A. His products are so few and so expensive. They are more decorative than useful. Even if they are made for use they are expensive and therefore not employed in daily life, thus becoming luxury items. From the very beginning they are made for art collectors, and become disconnected from the life of the people. The only person who benefits is the favored purchaser. The artist-craftsman separates himself from need, and thereby divorces himself from the people around him. Is this not a mortal wound to craftsmanship? Apart from use and the people there is no meaning in either craftsmanship or beauty. If the artist-craftsman continues isolating himself from society, he has a responsibility to admit with humility [out of his own experience] that his position of self-expression is one of insufficiency. And in view of the achievement of the arts of the people, he needs to feel an awakened respect for them and pave the way to the re-expression of that congregate power. At that moment that when the work of the artist-craftsman ceases to be individual and he thus joins the ranks of all men, let him place his work next to the old work that he used to do. And he may see truth for the first time, for his old work will not stand up in service or in beauty.

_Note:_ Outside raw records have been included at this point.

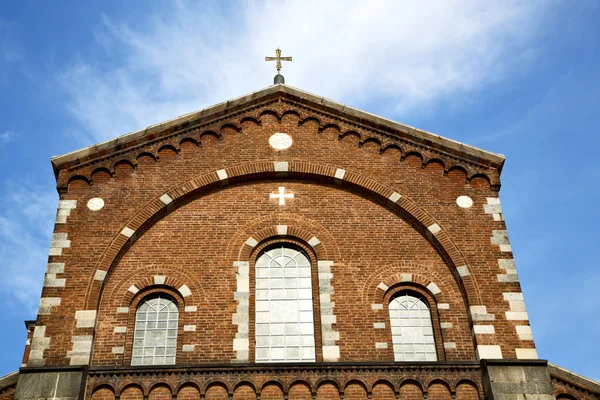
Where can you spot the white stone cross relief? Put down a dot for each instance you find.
(281, 196)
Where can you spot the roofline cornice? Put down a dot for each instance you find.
(321, 104)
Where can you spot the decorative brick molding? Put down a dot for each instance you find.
(342, 123)
(341, 377)
(64, 210)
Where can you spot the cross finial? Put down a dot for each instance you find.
(278, 58)
(278, 78)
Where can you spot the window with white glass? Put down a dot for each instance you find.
(412, 330)
(284, 306)
(155, 334)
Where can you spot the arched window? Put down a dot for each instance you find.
(284, 309)
(155, 335)
(412, 331)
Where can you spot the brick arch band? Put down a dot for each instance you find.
(183, 193)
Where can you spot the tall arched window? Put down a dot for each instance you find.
(284, 310)
(155, 335)
(412, 331)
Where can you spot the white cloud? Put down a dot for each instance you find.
(401, 55)
(25, 231)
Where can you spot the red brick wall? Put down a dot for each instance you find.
(369, 239)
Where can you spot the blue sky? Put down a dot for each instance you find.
(517, 78)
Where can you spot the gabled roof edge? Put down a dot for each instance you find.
(457, 147)
(574, 377)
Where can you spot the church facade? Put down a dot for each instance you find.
(282, 246)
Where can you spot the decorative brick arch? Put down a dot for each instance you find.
(180, 194)
(317, 237)
(185, 284)
(127, 297)
(437, 288)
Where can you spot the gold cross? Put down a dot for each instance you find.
(281, 196)
(278, 58)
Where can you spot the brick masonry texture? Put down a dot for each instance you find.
(188, 213)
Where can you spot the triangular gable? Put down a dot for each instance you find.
(327, 113)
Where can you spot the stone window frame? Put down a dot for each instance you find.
(298, 250)
(137, 300)
(431, 302)
(310, 253)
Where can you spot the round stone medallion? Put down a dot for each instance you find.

“The Way of Craftsmanship,” The Unknown Craftsman p.203
Yanagi Sōetsu’s The Way of Craftsmanship was first published in 1927 in Japanese, translated by Bernard Leach in 1972. I have another book on the mingei movement on the way to read, and in the google books extracts I read it seems that Yanagi is no more an innocent than George Nakashima; he’s an aristocrat, instrumental (in theory, at least) to the run-up of Japanese imperialism prior to World War II. What interests me lately is the way that what seems to be a wonderful, egalitarian spiritual theory can have the unintended consequences of colonizing the very people it seeks to celebrate; in Yanagi’s case, his appreciation of Korean folk-crafts in many ways justified a supposedly paternal relation in Japan’s domination of Korea.
I really look forward to Kim Brandt’s book. She makes the case (at least in the extracts I read) that Yanagi downplayed William Morris’s impact on his theories because of a supposedly more refined aesthetic sense in the Japanese people— nationalism at its worst. But Morris is in there, in spades. It’s really interesting how the arts and crafts pebble rippled around the world.